Geneviève Xhayet : Aucune thématique générale n’étant imposée au préalable, l’éventail des communications se révèle extrêmement large. Pas moins de 14 sections sont ainsi retenues pour les trois journées, couvrant tous les champs d’étude concernés. Cela va de l’histoire politique et institutionnelle à des questions plus pointues comme la généalogie, l’héraldique, la numismatique, la sigillographie, la gestion des archives et bibliothèques en passant par des sujets plus attendus tels que les relations internationales, l’économie et la société, la culture matérielle, les religions et mouvements philosophiques, les expressions artistiques (y compris la musique), sans oublier les matières relevant de l’ethnographie, du patrimoine immatériel et, bien sûr, de l’archéologie. Ce vaste éventail de domaines abordés explique le nombre élevé des intervenants. Le but premier de ces congrès étant de faire se rencontrer des gens qui partagent une même passion. Avec, pour le grand public, une possibilité de venir s’y instruire et de se mettre au courant des recherches scientifiques les plus récentes.
Le 15e jour : De quand datent ces congrès ?

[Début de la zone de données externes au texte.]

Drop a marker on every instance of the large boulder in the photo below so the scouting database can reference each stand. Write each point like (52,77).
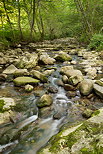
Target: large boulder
(10,69)
(28,88)
(91,72)
(20,81)
(45,100)
(81,138)
(48,72)
(73,72)
(46,59)
(21,72)
(74,80)
(28,61)
(98,90)
(6,104)
(39,75)
(64,69)
(86,87)
(62,56)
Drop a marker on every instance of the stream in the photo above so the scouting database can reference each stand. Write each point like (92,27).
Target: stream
(35,126)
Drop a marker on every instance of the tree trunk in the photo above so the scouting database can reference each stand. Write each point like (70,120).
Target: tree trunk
(8,20)
(19,20)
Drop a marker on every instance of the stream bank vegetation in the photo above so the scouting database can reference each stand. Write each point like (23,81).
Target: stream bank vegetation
(37,20)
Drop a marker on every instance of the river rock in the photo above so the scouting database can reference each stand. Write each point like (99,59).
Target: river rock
(62,56)
(74,80)
(6,103)
(87,113)
(21,72)
(70,73)
(98,90)
(52,89)
(3,77)
(73,62)
(70,94)
(39,75)
(3,61)
(65,79)
(28,61)
(91,72)
(64,69)
(10,69)
(28,88)
(48,72)
(99,82)
(46,59)
(69,87)
(82,138)
(20,81)
(86,87)
(45,100)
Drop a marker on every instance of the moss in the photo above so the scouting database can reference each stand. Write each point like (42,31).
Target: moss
(84,150)
(96,113)
(1,106)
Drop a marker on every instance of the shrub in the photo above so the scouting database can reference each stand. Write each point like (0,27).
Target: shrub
(96,42)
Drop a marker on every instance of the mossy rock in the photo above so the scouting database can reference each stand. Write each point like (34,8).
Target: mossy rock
(1,105)
(20,81)
(84,138)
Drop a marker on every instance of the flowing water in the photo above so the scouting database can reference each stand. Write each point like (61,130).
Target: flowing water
(36,130)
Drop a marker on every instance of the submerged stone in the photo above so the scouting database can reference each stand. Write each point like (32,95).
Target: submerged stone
(45,100)
(20,81)
(86,87)
(83,138)
(10,69)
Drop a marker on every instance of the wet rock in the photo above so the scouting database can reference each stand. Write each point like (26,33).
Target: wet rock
(91,72)
(10,69)
(73,72)
(99,82)
(65,79)
(62,56)
(73,62)
(10,136)
(20,81)
(86,87)
(27,61)
(74,80)
(45,112)
(48,72)
(3,77)
(57,115)
(69,87)
(45,59)
(87,113)
(28,88)
(98,90)
(6,103)
(21,72)
(45,100)
(52,89)
(70,94)
(64,69)
(60,83)
(39,75)
(3,61)
(82,138)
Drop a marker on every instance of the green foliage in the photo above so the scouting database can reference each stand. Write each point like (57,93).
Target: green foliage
(51,19)
(96,42)
(1,105)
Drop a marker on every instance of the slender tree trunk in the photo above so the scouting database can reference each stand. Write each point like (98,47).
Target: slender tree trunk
(33,20)
(8,19)
(86,23)
(19,20)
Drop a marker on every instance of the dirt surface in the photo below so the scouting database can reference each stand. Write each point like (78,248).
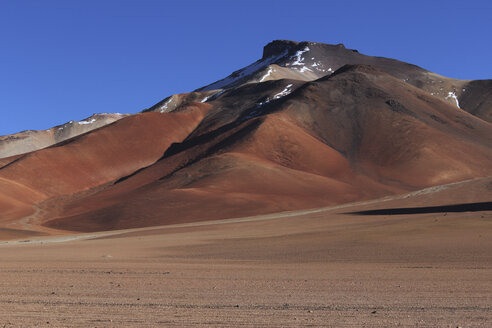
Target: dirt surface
(313,268)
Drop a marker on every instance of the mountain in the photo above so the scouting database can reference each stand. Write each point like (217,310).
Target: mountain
(28,141)
(307,125)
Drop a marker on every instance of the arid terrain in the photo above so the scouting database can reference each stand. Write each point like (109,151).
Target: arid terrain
(315,268)
(315,187)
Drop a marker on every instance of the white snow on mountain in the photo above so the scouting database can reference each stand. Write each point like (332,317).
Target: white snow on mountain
(453,95)
(247,71)
(87,122)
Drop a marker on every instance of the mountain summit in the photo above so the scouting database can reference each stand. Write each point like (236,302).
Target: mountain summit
(307,125)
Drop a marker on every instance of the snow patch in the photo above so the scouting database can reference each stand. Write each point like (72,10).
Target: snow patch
(248,70)
(87,122)
(304,68)
(270,71)
(164,107)
(453,95)
(298,59)
(284,92)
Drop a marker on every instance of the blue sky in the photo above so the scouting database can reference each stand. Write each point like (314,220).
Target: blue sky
(65,60)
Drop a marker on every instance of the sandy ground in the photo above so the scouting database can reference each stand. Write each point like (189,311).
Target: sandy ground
(321,268)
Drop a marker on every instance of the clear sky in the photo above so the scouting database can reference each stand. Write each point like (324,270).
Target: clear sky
(65,60)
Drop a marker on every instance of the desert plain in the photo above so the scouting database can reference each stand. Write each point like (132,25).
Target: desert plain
(325,267)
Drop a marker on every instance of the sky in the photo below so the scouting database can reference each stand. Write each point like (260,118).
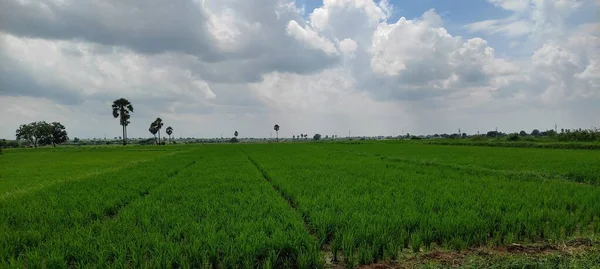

G.X. : Ils ont vu le jour en 1885, à Anvers, après la constitution l’année précédente de la Fédération des cercles d’archéologie et d’histoire de Belgique. Si l’on fait un saut dans le temps, et pour se limiter à l’entre-deux-guerres, on peut notamment évoquer l’édition de 1935 qui réunissaitalors à Bruxelles la crème des historiens de l’époque, avec quelques-uns parmi les plus jeunes qui feront une brillante carrière à l’université de Liège : Robert Demoulin, Paul Harsin, Fernand Vercauteren. Depuis 1978, à la suite de la régionalisation de l’Etat, la Fédération des cercles s’est scindée en deux. Pour la Fédération Wallonie-Bruxelles, c’est l’“Association des cercles francophones d’histoire et d’archéologie de Belgique” qui patronne le congrès. Et sous cette nouvelle mouture, c’est la deuxième fois que Liège est la cité d’accueil. L’événement est organisé par l’Institut archéologique liégeois qui a été fondé en 1850 à l’initiative de quelques hommes animés du désir de “rechercher, rassembler et conserver les oeuvres d’art et les monuments archéologiques que renferme la province”, mais surtout par le “Comité interuniversitaire des historiens des sciences René-François de Sluse” – qui a pour objet “la promotion de l’histoire des sciences et des techniques, ainsi que le sauvetage, la préservation, l’inventaire, l’étude et la valorisation du patrimoine scientifique, technique et industriel de la Fédération Wallonie-Bruxelles”. Ce comité doit son nom au chanoine de Saint-Lambert (1622-1685), qui s’illustra particulièrement dans les mathématiques ; en 1985, Robert Halleux consacra un colloque à ce grand savant, doublé d’un humaniste, de notre ancienne Principauté.